#1 Tech Stocks Are Taking a Beating by anwenwilson 02.08.2017 13:02

Wall Street is seeing a mass rotation from high-growth technology stocks into value stocks this week, leaving technology investors to wonder whether the sector is experiencing a short-term correction or something more sinister. At this point, the market move seems to be more about valuation concerns rather than underlying business weakness. The downturn in the technology sector began a week ago when Goldman Sachs analyst Robert Boroujerdi said outperformance by a handful of mega-cap technology stocks created a "valuation air pocket" in the market.Boroujerdi singled out five stocks – Facebook (FB), Apple (AAPL), Amazon.com (AMZN), Microsoft Corp. (MSFT) and Alphabet (GOOG, GOOGL). Together, these companies have delivered a major portion of the market growth over the past eight years. Incredibly, the five companies collectively account for nearly 13 percent of the weighting of the entire Standard and Poor's 500 index.

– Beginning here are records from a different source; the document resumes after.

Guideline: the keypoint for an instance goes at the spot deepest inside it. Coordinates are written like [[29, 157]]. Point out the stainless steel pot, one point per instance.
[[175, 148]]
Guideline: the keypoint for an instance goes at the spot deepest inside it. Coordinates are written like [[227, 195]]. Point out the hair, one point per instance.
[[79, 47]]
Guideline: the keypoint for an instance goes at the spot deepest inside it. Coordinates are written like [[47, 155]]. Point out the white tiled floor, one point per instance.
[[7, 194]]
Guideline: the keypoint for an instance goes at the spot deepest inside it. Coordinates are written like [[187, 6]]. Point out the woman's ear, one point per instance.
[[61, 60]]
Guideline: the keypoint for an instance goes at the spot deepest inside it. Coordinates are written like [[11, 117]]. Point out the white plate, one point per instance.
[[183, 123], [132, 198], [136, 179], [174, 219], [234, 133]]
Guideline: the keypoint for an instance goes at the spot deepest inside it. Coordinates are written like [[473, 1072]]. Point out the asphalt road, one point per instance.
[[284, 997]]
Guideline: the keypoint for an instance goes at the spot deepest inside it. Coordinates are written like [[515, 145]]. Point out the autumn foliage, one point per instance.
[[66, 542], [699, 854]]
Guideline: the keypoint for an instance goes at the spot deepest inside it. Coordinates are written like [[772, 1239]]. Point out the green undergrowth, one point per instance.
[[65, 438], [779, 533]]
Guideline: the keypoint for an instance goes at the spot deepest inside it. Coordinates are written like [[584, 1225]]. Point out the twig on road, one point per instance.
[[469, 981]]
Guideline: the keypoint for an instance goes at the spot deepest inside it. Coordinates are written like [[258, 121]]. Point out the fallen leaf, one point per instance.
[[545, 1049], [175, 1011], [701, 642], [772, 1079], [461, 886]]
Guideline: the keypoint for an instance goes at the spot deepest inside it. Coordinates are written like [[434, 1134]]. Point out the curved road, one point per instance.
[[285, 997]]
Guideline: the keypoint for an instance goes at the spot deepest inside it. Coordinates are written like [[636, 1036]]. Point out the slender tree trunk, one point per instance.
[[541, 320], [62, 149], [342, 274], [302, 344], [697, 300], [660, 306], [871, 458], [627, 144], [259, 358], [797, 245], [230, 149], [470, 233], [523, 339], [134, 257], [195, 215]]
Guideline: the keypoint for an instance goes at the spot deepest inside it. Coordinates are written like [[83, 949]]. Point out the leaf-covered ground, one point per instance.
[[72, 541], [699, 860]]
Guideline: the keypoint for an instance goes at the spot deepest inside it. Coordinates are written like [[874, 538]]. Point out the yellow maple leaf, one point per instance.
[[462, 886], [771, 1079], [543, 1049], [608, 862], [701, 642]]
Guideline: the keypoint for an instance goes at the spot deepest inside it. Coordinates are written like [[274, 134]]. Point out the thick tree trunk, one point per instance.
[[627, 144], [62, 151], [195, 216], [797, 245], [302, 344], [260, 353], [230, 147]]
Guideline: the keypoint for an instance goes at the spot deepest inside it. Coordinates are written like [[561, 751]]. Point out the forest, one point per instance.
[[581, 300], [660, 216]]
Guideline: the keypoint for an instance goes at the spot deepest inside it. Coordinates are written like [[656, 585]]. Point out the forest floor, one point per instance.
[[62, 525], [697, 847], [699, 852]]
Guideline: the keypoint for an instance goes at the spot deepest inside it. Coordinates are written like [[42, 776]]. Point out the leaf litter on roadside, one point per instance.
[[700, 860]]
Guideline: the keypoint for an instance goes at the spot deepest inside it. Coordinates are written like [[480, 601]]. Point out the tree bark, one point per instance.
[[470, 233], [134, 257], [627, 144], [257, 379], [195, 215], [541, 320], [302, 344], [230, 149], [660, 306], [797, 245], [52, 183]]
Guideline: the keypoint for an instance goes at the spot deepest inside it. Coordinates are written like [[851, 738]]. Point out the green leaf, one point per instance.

In the week since Boroujerdi's note, all five stocks are down between 2.6 and 7.1 percent and have weighed on the overall market. The Nasdaq composite index is now down 2.5 percent, while the Dow Jones industrial average is up 0.6 percent in the past five trading sessions. At the same time, popular value stocks such as General Electric Co. (GE), Johnson & Johnson (JNJ) and Wal-Mart Stores (WMT) have been among the top performers in the S&P 500. Keith Lerner, chief market strategist at SunTrust, says growth investors should stay the course for now.

"We are not advising a style tilt at this point," Lerner says. "On a short-term basis, value's underperformance is moving to an extreme and due for a reprieve."

Other analysts believe mega-cap tech stocks may have finally exhausted their positive momentum.

Canaccord Genuity analyst Michael Graham says Facebook, Amazon, Netflix (NFLX) and Google's share prices have risen too far too fast.

"We believe simply that these four stocks represent a large portion of the growth opportunities within large cap tech, and six months ago all the valuations were quite reasonable," Graham says. "We still largely believe in the growth, but the valuations are a bit less obvious."